07 — LLM-assisted security review with 'ask'

See: story index | Audit findings: 05-security | Tool: ask

What 'ask' is

A local Python command-line tool at /home/john/py/ask/ask_with_files_structured.py. It takes a list of files (source code, docs, PDFs, etc.), embeds them with their filenames as context, and sends the whole package to an OpenAI model with a system prompt and question. Output goes to stdout or a file.

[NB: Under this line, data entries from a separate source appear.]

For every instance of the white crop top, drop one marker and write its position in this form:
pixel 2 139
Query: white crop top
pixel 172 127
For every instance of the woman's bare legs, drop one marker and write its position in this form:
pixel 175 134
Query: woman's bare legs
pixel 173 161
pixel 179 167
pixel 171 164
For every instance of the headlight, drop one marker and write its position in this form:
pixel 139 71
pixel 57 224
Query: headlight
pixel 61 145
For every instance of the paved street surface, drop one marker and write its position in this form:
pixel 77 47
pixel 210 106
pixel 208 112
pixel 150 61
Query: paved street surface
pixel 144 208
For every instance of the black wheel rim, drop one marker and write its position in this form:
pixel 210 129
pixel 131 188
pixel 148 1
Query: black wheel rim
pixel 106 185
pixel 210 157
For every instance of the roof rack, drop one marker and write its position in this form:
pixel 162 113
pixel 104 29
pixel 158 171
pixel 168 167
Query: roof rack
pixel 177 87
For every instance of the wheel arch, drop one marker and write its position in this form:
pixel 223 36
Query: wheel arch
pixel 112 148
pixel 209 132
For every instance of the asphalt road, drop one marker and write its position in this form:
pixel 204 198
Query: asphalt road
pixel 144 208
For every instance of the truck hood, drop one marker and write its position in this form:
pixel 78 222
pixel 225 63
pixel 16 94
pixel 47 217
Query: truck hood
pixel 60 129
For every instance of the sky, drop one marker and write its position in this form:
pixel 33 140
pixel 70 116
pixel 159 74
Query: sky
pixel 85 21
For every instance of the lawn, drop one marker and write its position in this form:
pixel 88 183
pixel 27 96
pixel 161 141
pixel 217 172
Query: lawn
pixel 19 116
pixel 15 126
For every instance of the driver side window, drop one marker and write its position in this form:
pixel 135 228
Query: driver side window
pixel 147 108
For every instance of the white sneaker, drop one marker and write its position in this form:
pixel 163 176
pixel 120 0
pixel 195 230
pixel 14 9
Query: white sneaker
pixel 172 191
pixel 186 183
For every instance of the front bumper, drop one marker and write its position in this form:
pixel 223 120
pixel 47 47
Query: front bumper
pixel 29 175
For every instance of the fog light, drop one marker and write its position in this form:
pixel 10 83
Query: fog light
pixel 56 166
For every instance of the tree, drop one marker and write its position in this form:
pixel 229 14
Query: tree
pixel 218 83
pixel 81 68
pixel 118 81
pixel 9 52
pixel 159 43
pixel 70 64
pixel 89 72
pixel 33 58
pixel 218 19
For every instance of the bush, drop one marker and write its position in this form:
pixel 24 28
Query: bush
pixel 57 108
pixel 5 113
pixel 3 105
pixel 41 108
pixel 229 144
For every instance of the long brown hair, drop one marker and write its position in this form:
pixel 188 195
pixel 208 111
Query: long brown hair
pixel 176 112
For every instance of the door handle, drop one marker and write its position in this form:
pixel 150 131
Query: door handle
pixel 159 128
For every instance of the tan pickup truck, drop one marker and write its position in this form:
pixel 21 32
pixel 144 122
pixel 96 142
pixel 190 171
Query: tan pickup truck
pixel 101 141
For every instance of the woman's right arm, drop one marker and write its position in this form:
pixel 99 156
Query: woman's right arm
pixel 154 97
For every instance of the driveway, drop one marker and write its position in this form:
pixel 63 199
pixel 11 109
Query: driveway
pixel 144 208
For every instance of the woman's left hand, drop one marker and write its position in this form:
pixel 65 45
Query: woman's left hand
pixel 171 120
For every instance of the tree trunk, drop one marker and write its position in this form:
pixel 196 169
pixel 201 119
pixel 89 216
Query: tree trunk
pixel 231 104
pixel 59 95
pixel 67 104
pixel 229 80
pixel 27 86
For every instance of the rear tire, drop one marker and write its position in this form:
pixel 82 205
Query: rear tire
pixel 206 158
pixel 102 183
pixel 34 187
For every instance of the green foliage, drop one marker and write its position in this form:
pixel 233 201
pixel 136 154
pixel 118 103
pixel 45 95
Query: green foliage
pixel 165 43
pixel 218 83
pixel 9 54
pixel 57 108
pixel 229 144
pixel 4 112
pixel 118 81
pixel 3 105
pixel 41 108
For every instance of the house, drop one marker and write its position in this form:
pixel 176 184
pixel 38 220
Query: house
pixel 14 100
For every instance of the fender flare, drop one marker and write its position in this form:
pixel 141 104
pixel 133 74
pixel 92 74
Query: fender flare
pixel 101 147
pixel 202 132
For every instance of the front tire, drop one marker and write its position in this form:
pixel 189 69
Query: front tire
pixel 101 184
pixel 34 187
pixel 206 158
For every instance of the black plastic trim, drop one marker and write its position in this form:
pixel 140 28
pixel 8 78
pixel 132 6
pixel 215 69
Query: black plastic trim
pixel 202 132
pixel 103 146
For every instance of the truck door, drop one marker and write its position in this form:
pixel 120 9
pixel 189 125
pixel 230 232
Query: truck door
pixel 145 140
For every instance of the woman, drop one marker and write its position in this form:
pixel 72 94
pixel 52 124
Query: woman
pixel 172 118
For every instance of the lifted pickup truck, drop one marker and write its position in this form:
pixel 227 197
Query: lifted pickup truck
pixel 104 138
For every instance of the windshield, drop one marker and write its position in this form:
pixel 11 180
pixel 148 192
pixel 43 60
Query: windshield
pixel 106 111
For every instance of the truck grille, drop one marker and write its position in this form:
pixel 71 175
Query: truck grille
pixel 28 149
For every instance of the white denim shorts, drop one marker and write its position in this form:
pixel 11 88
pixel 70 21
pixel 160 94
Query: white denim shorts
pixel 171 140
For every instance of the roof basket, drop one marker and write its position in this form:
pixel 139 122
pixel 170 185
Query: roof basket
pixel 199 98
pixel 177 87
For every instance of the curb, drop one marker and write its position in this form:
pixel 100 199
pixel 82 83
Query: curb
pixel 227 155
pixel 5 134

Basic invocation for a security audit:

cd /home/john/git/pwsafe
python3 /home/john/py/ask/ask_with_files_structured.py \
    -m o3 \
    -s "You are a security expert auditing C++ code for vulnerabilities. \
         Be thorough. Report every finding with severity (Critical/High/Medium/Low/Info), \
         the exact location, the impact, and a concrete fix." \
    -q "Audit this code for security vulnerabilities." \
    src/os/transport.h \
    src/os/unix/transport.cpp \
    src/os/unix/transport_lockd.cpp \
    src/os/plugins/webdav/transport-webdav.cpp \
    src/os/plugins/file/transport-file.cpp \
    src/core/file.cpp \
    src/os/unix/file.h \
    | tee /tmp/audit-o3.txt

The same file list was then sent to gpt-5.2 for an independent second opinion, and a third manual pass was done by the developer (Claude) looking for anything the models had missed.

What the models found

The two model runs produced 35 distinct findings between them before deduplication, covering the full severity range from Critical to Info. Many were genuine, actionable issues:

• o3 found the four Critical issues: newline injection in the IPC protocol (C1), world-readable cache directory (C2), TOCTOU race in plugin loading (C3), and unrestricted curl redirect (C4). These were the most dangerous bugs in the codebase — any one of them could have caused data loss or arbitrary file overwrite on a user's machine.

• gpt-5.2 found the unbounded allocation in recv_string (H9) — a different class of bug (child process OOM crash leading to held server lock) that o3 had not highlighted.

• Both models independently flagged missing SSL verification and lock response buffer sizing.

• The manual self-review found SOCK_CLOEXEC missing — a file-descriptor inheritance bug that both models missed.

Full details: security_audits

Pros

Fresh eyes, no familiarity bias. The models had never seen this codebase before. A developer who wrote the IPC protocol might never think to feed it a URL containing \n — the model spots it immediately because it reasons from first principles about untrusted input.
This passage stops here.